Washington and Lee law professor Christopher Seaman has published a new article in the Washington Law Review. The article, “Patent Injunctions on Appeal: An Empirical Study of the Federal Circuit’s Application of eBay” (with co-author Prof. Ryan T. Holte), appears in volume 92 of the journal.
Download the full -text of Professor Seaman’s article here.
From the abstract:
More than ten years after the U.S. Supreme Court’s 2006 seminal decision in eBay v. MercExchange, the availability of injunctive relief in patent cases remains hotly contested. For example, in a recent decision in the long-running litigation between Apple and Samsung, members of the U.S. Court of Appeals for the Federal Circuit sharply divided regarding whether an injunction was warranted to prevent Samsung from continuing to infringe several smartphone features patented by Apple. To date, however, nearly all empirical scholarship regarding eBay has focused on trial court decisions, rather than the Federal Circuit.

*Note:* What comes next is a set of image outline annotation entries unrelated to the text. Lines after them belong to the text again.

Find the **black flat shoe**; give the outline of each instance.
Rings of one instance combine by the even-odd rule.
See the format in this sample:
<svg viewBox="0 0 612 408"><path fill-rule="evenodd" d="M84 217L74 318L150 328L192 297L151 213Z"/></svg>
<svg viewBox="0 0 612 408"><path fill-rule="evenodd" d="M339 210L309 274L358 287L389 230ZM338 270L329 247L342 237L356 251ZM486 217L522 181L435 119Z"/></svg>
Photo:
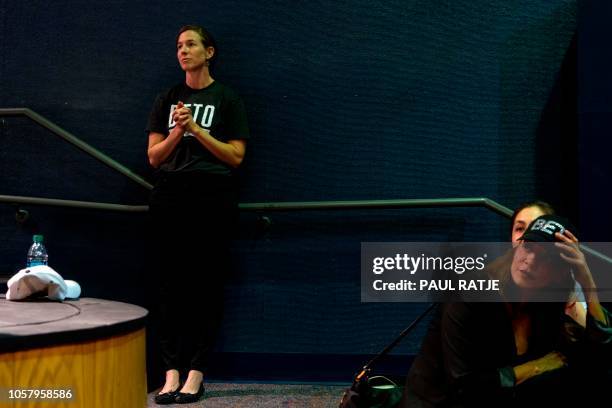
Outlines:
<svg viewBox="0 0 612 408"><path fill-rule="evenodd" d="M204 395L204 383L200 383L200 389L195 394L190 394L188 392L179 392L176 394L174 398L174 402L177 404L190 404L192 402L197 402Z"/></svg>
<svg viewBox="0 0 612 408"><path fill-rule="evenodd" d="M176 387L176 390L170 392L164 392L163 394L157 394L155 396L155 403L158 405L174 404L176 396L179 394L178 390L181 389L181 384Z"/></svg>

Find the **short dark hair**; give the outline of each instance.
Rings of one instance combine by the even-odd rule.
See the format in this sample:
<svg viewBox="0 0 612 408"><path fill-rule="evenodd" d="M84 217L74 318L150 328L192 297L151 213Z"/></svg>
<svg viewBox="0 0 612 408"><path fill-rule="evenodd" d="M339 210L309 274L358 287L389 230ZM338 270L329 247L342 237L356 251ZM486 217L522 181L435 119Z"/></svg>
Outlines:
<svg viewBox="0 0 612 408"><path fill-rule="evenodd" d="M512 213L512 220L510 221L510 235L512 235L512 228L514 228L514 221L516 221L516 216L518 215L518 213L523 211L525 208L530 208L530 207L538 207L540 211L544 213L544 215L555 215L555 209L553 208L552 205L548 204L546 201L541 201L541 200L527 201L519 205L518 207L516 207L516 209Z"/></svg>
<svg viewBox="0 0 612 408"><path fill-rule="evenodd" d="M175 43L178 42L178 38L185 31L195 31L200 36L200 40L202 40L202 45L204 45L204 47L213 47L215 49L215 53L208 60L208 64L213 65L213 63L217 60L217 54L219 54L219 49L217 48L217 43L215 42L215 39L213 38L212 34L210 34L208 30L206 30L204 27L189 24L179 28L179 32L176 34L176 38L174 40Z"/></svg>

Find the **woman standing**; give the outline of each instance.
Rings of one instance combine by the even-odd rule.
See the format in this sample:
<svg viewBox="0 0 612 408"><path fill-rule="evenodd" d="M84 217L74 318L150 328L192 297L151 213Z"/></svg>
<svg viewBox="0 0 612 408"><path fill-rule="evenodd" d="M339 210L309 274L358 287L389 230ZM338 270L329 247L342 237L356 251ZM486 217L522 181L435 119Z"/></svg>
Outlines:
<svg viewBox="0 0 612 408"><path fill-rule="evenodd" d="M217 47L210 33L184 26L176 47L185 81L157 97L147 126L149 162L158 170L150 213L166 369L158 404L204 393L237 215L232 173L249 138L242 101L211 76Z"/></svg>

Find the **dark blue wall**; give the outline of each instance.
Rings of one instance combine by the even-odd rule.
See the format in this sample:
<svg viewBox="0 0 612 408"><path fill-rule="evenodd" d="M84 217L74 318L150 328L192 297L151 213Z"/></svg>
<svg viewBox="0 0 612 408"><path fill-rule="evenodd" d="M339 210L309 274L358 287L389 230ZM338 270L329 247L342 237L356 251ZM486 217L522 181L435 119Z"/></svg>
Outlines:
<svg viewBox="0 0 612 408"><path fill-rule="evenodd" d="M175 32L195 22L217 37L215 77L247 106L243 202L539 196L577 213L559 187L577 164L546 159L578 143L575 0L0 5L0 106L31 108L142 175L153 99L182 79ZM0 194L146 200L27 120L0 124ZM85 295L145 297L144 217L30 210L20 226L0 206L2 270L42 231ZM222 350L374 352L422 306L360 303L361 241L507 239L484 209L272 218L262 235L243 216Z"/></svg>
<svg viewBox="0 0 612 408"><path fill-rule="evenodd" d="M579 9L580 218L592 241L612 241L612 3L585 1Z"/></svg>

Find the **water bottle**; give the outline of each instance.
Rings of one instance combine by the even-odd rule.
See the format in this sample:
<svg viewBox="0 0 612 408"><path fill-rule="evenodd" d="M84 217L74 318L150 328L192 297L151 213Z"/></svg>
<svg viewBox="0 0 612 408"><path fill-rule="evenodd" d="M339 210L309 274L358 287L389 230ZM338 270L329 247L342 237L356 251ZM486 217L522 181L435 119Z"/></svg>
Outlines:
<svg viewBox="0 0 612 408"><path fill-rule="evenodd" d="M28 262L26 266L46 265L49 260L47 249L43 245L43 236L34 235L32 246L28 250Z"/></svg>

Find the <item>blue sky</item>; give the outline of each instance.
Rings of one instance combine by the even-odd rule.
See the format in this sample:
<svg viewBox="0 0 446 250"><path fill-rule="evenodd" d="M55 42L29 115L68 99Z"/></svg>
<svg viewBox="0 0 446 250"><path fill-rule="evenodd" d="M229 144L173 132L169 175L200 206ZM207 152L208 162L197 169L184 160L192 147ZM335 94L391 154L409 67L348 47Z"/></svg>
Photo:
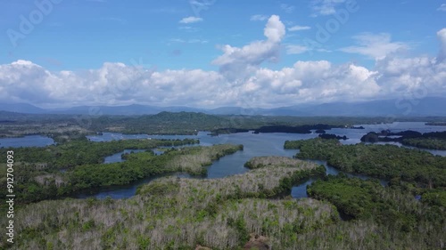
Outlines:
<svg viewBox="0 0 446 250"><path fill-rule="evenodd" d="M0 88L37 106L277 107L446 85L446 1L17 0L0 10Z"/></svg>

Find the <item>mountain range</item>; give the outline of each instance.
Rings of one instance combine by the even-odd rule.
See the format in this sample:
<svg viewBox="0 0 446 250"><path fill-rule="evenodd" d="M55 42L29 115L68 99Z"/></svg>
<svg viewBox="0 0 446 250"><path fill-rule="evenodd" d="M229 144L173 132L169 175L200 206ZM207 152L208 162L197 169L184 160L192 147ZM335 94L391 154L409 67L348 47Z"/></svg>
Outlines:
<svg viewBox="0 0 446 250"><path fill-rule="evenodd" d="M140 116L169 112L202 112L211 115L247 116L343 116L343 117L442 117L446 116L446 98L419 100L380 100L362 102L300 104L273 109L220 107L199 109L186 106L159 107L132 104L127 106L77 106L67 109L42 109L29 103L2 103L0 110L27 114L78 114Z"/></svg>

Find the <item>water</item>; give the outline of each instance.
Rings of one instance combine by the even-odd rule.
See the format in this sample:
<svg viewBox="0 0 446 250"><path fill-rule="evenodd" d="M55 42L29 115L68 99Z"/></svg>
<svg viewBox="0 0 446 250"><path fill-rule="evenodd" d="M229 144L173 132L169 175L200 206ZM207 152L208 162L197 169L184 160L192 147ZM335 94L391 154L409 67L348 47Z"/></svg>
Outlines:
<svg viewBox="0 0 446 250"><path fill-rule="evenodd" d="M371 178L371 177L365 175L365 174L350 173L345 173L345 172L337 170L336 168L327 165L326 161L321 161L321 160L308 160L308 161L314 162L318 165L323 165L326 167L326 174L337 175L340 173L343 173L349 177L359 178L361 180L376 179L376 178ZM307 180L303 180L299 183L296 183L296 185L291 189L291 197L293 198L308 198L307 186L313 183L313 181L315 181L317 179L310 178ZM377 179L377 180L379 181L379 183L383 187L387 187L389 184L389 181L387 180L384 180L384 179Z"/></svg>
<svg viewBox="0 0 446 250"><path fill-rule="evenodd" d="M20 147L45 147L54 144L52 138L42 135L27 135L17 138L1 138L1 148L20 148Z"/></svg>
<svg viewBox="0 0 446 250"><path fill-rule="evenodd" d="M334 133L336 135L347 136L349 140L340 141L343 144L356 144L360 142L360 138L368 132L379 132L381 130L391 130L392 132L401 132L404 130L414 130L421 133L435 132L435 131L446 131L446 126L434 126L434 125L425 125L422 122L410 122L410 123L392 123L392 124L380 124L380 125L357 125L355 126L362 125L365 129L348 129L348 128L334 128L331 130L326 130L328 133ZM223 143L233 143L233 144L243 144L244 150L237 151L233 155L226 156L218 161L215 161L212 165L208 168L207 178L221 178L228 175L244 173L248 171L247 168L244 166L244 163L253 157L262 157L262 156L283 156L283 157L293 157L298 150L296 149L284 149L285 141L292 140L307 140L318 137L318 133L312 133L308 134L299 134L299 133L259 133L254 134L252 132L248 133L239 133L232 134L222 134L219 136L210 136L209 132L200 132L197 135L147 135L147 134L122 134L118 133L103 133L102 135L88 136L87 138L93 141L109 141L112 140L122 140L122 139L199 139L200 145L211 146L214 144L223 144ZM9 142L8 142L9 141ZM13 142L11 142L13 141ZM5 138L0 139L0 146L4 145L13 145L12 147L29 147L29 146L46 146L54 143L51 138L32 135L26 136L23 138ZM5 144L4 144L5 143ZM8 144L6 144L8 143ZM384 142L379 142L384 143ZM398 146L402 146L398 142L387 142L390 144L395 144ZM194 145L189 145L194 146ZM408 147L411 148L411 147ZM446 150L431 150L425 149L434 155L440 155L446 157ZM134 150L136 151L136 150ZM126 151L123 151L126 152ZM105 162L115 162L121 161L120 155L123 152L114 154L106 158ZM154 150L156 154L162 153L161 150ZM327 174L338 174L339 171L334 167L326 165L324 161L316 161L318 164L322 164L326 166ZM185 174L176 173L176 176L180 177L189 177ZM349 176L359 177L361 179L368 179L366 175L354 175L348 174ZM160 176L156 177L159 178ZM138 185L150 182L154 177L146 178L136 182L133 182L129 185L124 186L112 186L105 187L100 189L95 189L87 190L77 197L80 198L85 198L88 197L95 197L98 198L103 198L110 196L112 198L130 198L135 195L136 188ZM304 198L307 197L306 186L314 181L313 179L304 180L301 183L299 183L292 190L292 197L293 198ZM382 185L386 185L385 180L380 180Z"/></svg>
<svg viewBox="0 0 446 250"><path fill-rule="evenodd" d="M165 177L165 176L177 176L178 178L191 178L191 176L187 173L176 173L171 174L160 174L157 176L151 176L149 178L145 178L140 181L136 181L130 184L127 185L115 185L110 187L100 187L95 189L89 189L81 190L76 194L73 194L72 197L76 198L105 198L110 197L111 198L128 198L135 196L136 193L136 189L138 186L149 183L150 181Z"/></svg>

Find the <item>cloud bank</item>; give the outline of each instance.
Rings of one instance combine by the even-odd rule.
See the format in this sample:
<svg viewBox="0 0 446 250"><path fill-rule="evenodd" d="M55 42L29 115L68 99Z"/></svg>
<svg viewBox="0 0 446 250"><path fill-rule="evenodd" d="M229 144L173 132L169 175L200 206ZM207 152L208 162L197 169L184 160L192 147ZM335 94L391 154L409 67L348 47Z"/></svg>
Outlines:
<svg viewBox="0 0 446 250"><path fill-rule="evenodd" d="M303 102L357 101L414 95L446 95L446 28L437 33L438 56L401 58L392 52L404 46L385 34L355 36L358 45L345 48L376 58L369 69L354 63L297 60L291 67L266 67L286 49L280 18L268 19L265 38L242 47L220 46L211 61L219 70L157 71L120 62L100 69L50 71L21 60L0 65L0 98L42 107L76 105L185 105L280 107ZM368 42L366 42L368 41Z"/></svg>

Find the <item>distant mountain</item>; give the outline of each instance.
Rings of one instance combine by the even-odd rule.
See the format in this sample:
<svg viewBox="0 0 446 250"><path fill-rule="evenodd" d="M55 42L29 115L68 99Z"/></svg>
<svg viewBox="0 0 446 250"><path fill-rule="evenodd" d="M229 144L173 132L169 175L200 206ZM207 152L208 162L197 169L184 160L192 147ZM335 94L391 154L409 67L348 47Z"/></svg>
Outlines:
<svg viewBox="0 0 446 250"><path fill-rule="evenodd" d="M28 103L0 103L0 110L24 114L43 114L45 109Z"/></svg>
<svg viewBox="0 0 446 250"><path fill-rule="evenodd" d="M186 106L158 107L149 105L78 106L69 109L44 109L27 103L0 104L0 110L28 114L68 115L153 115L162 111L202 112L211 115L246 116L345 116L345 117L441 117L446 116L446 98L426 97L420 100L380 100L362 102L300 104L274 109L220 107L198 109Z"/></svg>

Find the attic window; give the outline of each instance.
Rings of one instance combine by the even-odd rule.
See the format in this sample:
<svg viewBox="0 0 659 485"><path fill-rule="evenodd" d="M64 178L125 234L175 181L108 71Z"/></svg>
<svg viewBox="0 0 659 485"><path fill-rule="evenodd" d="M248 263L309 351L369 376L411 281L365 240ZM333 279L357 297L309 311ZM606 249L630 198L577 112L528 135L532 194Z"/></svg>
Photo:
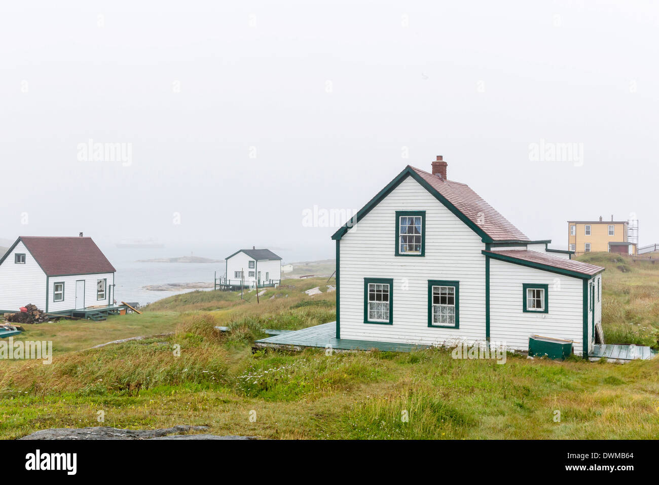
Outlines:
<svg viewBox="0 0 659 485"><path fill-rule="evenodd" d="M107 287L107 278L96 280L96 300L105 299L105 290Z"/></svg>
<svg viewBox="0 0 659 485"><path fill-rule="evenodd" d="M63 302L64 301L64 283L55 283L53 285L53 302Z"/></svg>
<svg viewBox="0 0 659 485"><path fill-rule="evenodd" d="M423 256L426 251L426 211L396 211L396 255Z"/></svg>
<svg viewBox="0 0 659 485"><path fill-rule="evenodd" d="M391 325L393 279L364 278L364 323Z"/></svg>
<svg viewBox="0 0 659 485"><path fill-rule="evenodd" d="M536 283L523 283L523 307L524 311L549 313L549 285Z"/></svg>

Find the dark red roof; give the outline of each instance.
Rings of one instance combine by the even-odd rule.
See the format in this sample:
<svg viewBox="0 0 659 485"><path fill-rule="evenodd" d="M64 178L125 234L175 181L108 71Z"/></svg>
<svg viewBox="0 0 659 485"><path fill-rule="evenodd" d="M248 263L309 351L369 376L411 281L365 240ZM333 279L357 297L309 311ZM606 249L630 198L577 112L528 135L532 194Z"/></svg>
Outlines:
<svg viewBox="0 0 659 485"><path fill-rule="evenodd" d="M19 239L49 276L117 271L91 238L21 236Z"/></svg>
<svg viewBox="0 0 659 485"><path fill-rule="evenodd" d="M453 180L445 180L413 166L410 166L410 168L493 240L530 240L524 233L484 201L469 185Z"/></svg>
<svg viewBox="0 0 659 485"><path fill-rule="evenodd" d="M507 251L484 251L482 252L493 255L500 254L515 259L536 263L545 266L551 266L554 268L565 269L568 271L574 271L590 276L604 271L604 269L601 266L577 261L574 259L568 259L566 257L556 256L550 253L540 253L538 251L510 249Z"/></svg>

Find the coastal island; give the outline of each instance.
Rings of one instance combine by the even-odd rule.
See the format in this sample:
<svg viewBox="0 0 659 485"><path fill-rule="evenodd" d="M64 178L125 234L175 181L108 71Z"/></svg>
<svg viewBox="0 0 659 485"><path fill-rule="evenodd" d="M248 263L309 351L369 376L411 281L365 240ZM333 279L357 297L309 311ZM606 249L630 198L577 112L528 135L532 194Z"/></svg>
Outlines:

This article represents the first comprehensive empirical study of permanent injunction decisions by the Federal Circuit following eBay. Through an original dataset of appeals in nearly 200 patent cases — representing all cases involving contested permanent injunction decisions for a 7½ year period after eBay — we assess the impact of the Federal Circuit on the availability of permanent injunctions. The findings from this study indicate that the Federal Circuit is generally more favorable to prevailing patentees regarding permanent injunctive relief than the district courts following eBay. District courts that grant an injunction after a finding of liability are highly likely to be affirmed on appeal, whereas district courts that deny an injunction have a statistically significant lower affirmance rate. This suggests the Federal Circuit is generally inclined toward a property rule rather than a liability rule as a remedy against future patent infringement. It also appears to lend support to claims by scholars and others that the Federal Circuit, as a specialized court with a large number of patent cases, is more pro-patentee than the generalist district courts. Finally, some implications of this and other empirical findings from the study are considered.